И заметь еще одно, малыш: все добрые, которые умеют любить, которые созидают и служат, совершенно особо относятся друг к другу: они узнают друг друга легко и скоро, испытывают взаимное доверие и сообща делают свое дело. Они сплетаются в одну живую ткань, которая охватывает их всех; они стараются расширить эту ткань, укрепить ее и тем самым искренне и верно служить делу Бога на земле. И знаешь, по чему они узнают друг друга? По чувству большой ответственности».
«А если я совсем один и меня никто не видит, ведь я и тогда отношусь к добрым?» — «Да, дитя мое. Так и есть. Я уже вижу: ты меня правильно понял... Ты и вправду дитя Божие и носишь в своем сердце живое Царство Божие».
ДА, разумеется! Без НЕТ в жизни нельзя. НЕТ нельзя просто отмести. Ни теоретически, ни практически.
Итак, сначала — теоретически. Изучаемое необходимо выделить, как бы вырезать, изолировать; все, что к нему не относится, откладывается в сторону, отвергается, то есть ставится под НЕТ. И горе тому, кто не умеет удержать за собой эту изучаемую сущность, не умеет подтвердить ее. Определяемое понятие сначала, как пилкой, обтачивается со всех сторон НЕТ: оно не «этот», не «это» и также не «тот». И горе тому, кто знает лишь логическое НЕТ: его понятие остается неопределенным, как если бы он подразумевал ореховую скорлупу без ядра.
А затем — практически. Искусство говорить НЕТ, отвергать, образует форму и характер: все — злое, фальшивое, уродливое, неверное, несправедливое, низкое, мелкое и все прочее должно натолкнуться на наше мужественное и твердое НЕТ. Нельзя, конечно, предаваться всем желаниям, побуждениям и страстям; иначе человек переродится и станет похотливым животным. Жить означает выбирать; тот, кому приходится выбирать, должен уметь отказываться. Никакое созидательное начало невозможно без внутренней цензуры, то есть без избирательного НЕТ. Кто хочет угнаться за всем, тот все потеряет. Быть дилетантом — мало; пострелом — еще меньше. Кто не умеет терпеть лишения, у того вообще ничего не получится. Кто хочет все подтвердить, тот вообще не знает, что значит сказать ДА. Мастер — это сконцентрированность на чем-то одном, главном, остальное же — по ходу дела отвергается.

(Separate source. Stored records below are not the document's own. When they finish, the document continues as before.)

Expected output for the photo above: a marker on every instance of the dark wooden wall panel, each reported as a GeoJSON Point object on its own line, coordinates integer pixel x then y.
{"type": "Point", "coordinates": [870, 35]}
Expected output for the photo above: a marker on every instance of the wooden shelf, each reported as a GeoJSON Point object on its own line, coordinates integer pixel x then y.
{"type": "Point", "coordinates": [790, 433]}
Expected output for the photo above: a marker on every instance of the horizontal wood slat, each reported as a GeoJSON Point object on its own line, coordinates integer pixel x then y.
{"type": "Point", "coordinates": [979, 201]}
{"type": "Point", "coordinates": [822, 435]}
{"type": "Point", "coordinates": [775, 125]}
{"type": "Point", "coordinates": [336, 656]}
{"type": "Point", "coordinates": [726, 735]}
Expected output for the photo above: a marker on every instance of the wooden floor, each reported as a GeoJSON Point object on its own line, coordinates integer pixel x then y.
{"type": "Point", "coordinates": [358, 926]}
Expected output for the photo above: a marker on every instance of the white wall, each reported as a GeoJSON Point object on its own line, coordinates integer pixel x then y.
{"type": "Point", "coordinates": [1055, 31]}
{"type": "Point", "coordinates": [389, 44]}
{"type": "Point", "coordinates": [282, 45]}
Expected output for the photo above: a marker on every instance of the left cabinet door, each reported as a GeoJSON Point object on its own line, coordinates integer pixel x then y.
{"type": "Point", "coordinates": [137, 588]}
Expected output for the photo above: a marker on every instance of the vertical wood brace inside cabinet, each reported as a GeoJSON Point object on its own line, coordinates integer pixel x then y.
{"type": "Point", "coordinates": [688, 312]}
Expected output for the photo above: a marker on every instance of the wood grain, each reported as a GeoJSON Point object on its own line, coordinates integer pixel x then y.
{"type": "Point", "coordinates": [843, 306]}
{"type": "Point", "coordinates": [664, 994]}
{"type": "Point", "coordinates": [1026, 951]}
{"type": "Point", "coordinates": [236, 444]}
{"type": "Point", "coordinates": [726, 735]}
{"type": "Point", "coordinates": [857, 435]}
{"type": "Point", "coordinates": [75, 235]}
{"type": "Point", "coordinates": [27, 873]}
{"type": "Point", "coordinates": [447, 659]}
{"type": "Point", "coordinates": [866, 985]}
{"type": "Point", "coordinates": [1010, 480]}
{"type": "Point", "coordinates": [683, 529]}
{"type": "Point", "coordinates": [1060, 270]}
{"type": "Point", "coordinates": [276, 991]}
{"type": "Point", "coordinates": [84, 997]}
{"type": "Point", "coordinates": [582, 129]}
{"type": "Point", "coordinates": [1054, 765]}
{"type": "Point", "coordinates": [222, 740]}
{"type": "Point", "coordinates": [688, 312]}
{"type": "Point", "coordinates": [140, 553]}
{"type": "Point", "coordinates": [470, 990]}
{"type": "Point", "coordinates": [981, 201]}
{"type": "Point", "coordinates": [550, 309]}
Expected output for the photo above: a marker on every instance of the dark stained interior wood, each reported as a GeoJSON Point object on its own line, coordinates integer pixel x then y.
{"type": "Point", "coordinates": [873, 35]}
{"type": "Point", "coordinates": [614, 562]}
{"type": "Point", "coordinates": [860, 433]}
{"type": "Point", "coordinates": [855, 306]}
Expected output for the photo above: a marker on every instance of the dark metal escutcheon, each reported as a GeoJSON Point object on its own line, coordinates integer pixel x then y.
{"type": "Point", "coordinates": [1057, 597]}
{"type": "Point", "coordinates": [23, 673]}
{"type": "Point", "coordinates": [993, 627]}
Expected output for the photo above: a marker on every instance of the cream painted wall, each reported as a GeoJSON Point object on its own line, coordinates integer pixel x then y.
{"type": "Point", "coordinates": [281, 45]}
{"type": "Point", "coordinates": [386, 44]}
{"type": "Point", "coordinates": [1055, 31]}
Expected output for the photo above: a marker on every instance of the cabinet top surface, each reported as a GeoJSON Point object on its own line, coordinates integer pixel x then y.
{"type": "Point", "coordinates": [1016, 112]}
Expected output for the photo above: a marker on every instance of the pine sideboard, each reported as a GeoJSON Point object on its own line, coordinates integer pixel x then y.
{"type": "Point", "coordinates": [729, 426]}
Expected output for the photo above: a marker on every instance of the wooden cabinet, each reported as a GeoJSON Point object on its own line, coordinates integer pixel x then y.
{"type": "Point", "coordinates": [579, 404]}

Вот в чем сущность дела; НЕТ само по себе не путь, не цель, не решение проблемы. НЕТ здесь лишь для того, чтобы служить ДА.
Отвергай, отвергай многое, но все же сохраняй и утверждай существенное, святое, больше всего любимое! Только НЕТ и всегда НЕТ — не более чем ничто, или менее того, ибо из ничто еще может что-то образоваться, но из вечного НЕТ — ничего никогда.
НЕТ — подметальщик улиц; он подметает для ДА; НЕТ — оруженосец; ДА — сам рыцарь; НЕТ — подготовительная школа; ДА — творческая работа. НЕТ — не более чем чистилище; рай начинается с ДА. НЕТ — отвращает, ликвидирует; ДА — предполагает, утверждает, связывает. НЕТ — разрушает; ДА — творит и строит. НЕТ — пустота; ДА — полнота. НЕТ — смерть, ДА — жизнь.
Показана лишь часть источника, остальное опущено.